Bahayanya Bila Kita Tak Lagi Percaya ‘Janji’
Saat lulus sebagai sarjana, otomatis kita mengucapkan janji sebagai professional .Saat “diangkat” sebagai pejabat, kita pun mengucapkan janji jabatan untuk bersikap jujur dan etis sesuai kaidah – kaidah profesi dan jabatan yang dijalankan. Janji profesi bisa menyangkut harkat kemanusiaan secara langsung, seperti dokter dan psikolog, maupun tidak langsung, seperti insinyur, wartawan, pejabat, duta besar, pengacara, ahli lingkungan dan semua profesi lainnya.
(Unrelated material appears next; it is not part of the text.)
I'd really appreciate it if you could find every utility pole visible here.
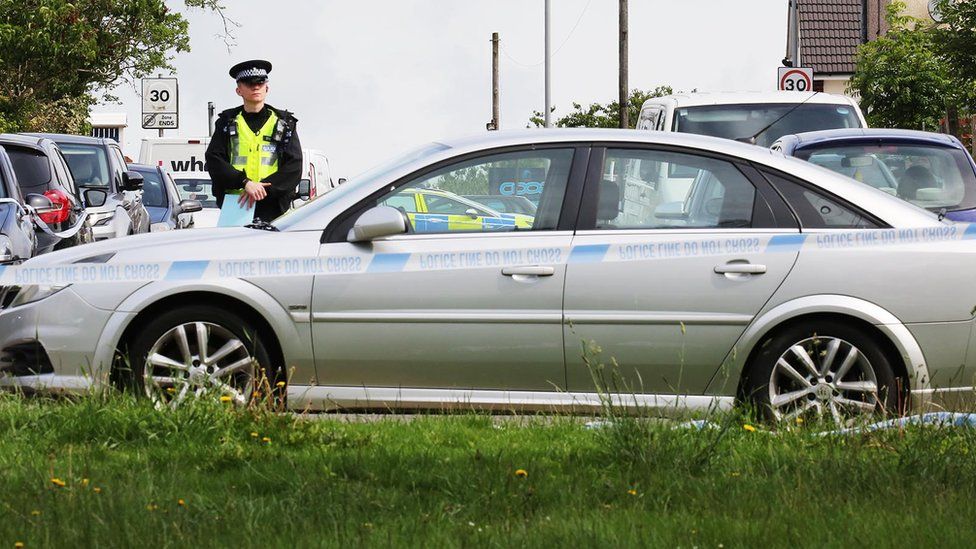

Kalau ‘janji’ atau sumpah profesi dan jabatan seperti ini kita sikapi dengan berolok – olok, maka tentunya kita juga tidak punya komitmen untuk berpegang teguh pada janji tersebut. Akibatnya, kita tidak saling mendorong teman – teman kita yang berusaha berpraktek secara benar. Tanpa menyadari bahayanya, hilanglah sudah arti janji profesi itu.
Kita sebagai orang tua juga selalu menanamkan keyakinan pada putra – putri kita: ”Mamah janji untuk bertindak adil”, “Papah janji untuk tidak meninggalkan kamu sendirian”. Janji yang sungguh – sungguh dan ditepati akan membangun rasa percaya. Rasa percaya anak pada orang tua, otoritas, akan menumbuhkan keberanian dan akhirnya kepercayaan pada kekuatan dirinya sendiri.
Janji: Esensi dari Eksekusi
Kita sama – sama menyadari bahwa dalam manajemen banyak sekali hal – hal penting yang sudah direncanakan, tidak terlaksana secara tepat waktu dan tidak sesuai dengan kualitas yang direncanakan. Banyak sekali penyebab dari tidak terlaksananya suatu rencana, misalnya bahwa si pelaksana tidak mem”buy – in” rencana tersebut atau tidak yakin, sehingga ia pun tidak terlibat secara emosional atau kurang adanya komunikasi antardepartemen sehingga koordinasi tidak mulus. Singkat kata, organisasi memang adalah sekumpulan rencana proyek, atau sejumlah garis dan kumpulan job description yang akan semakin tidak “bernyawa” bila tidak diwarnai jaring “janji & komitmen” yang dinamis.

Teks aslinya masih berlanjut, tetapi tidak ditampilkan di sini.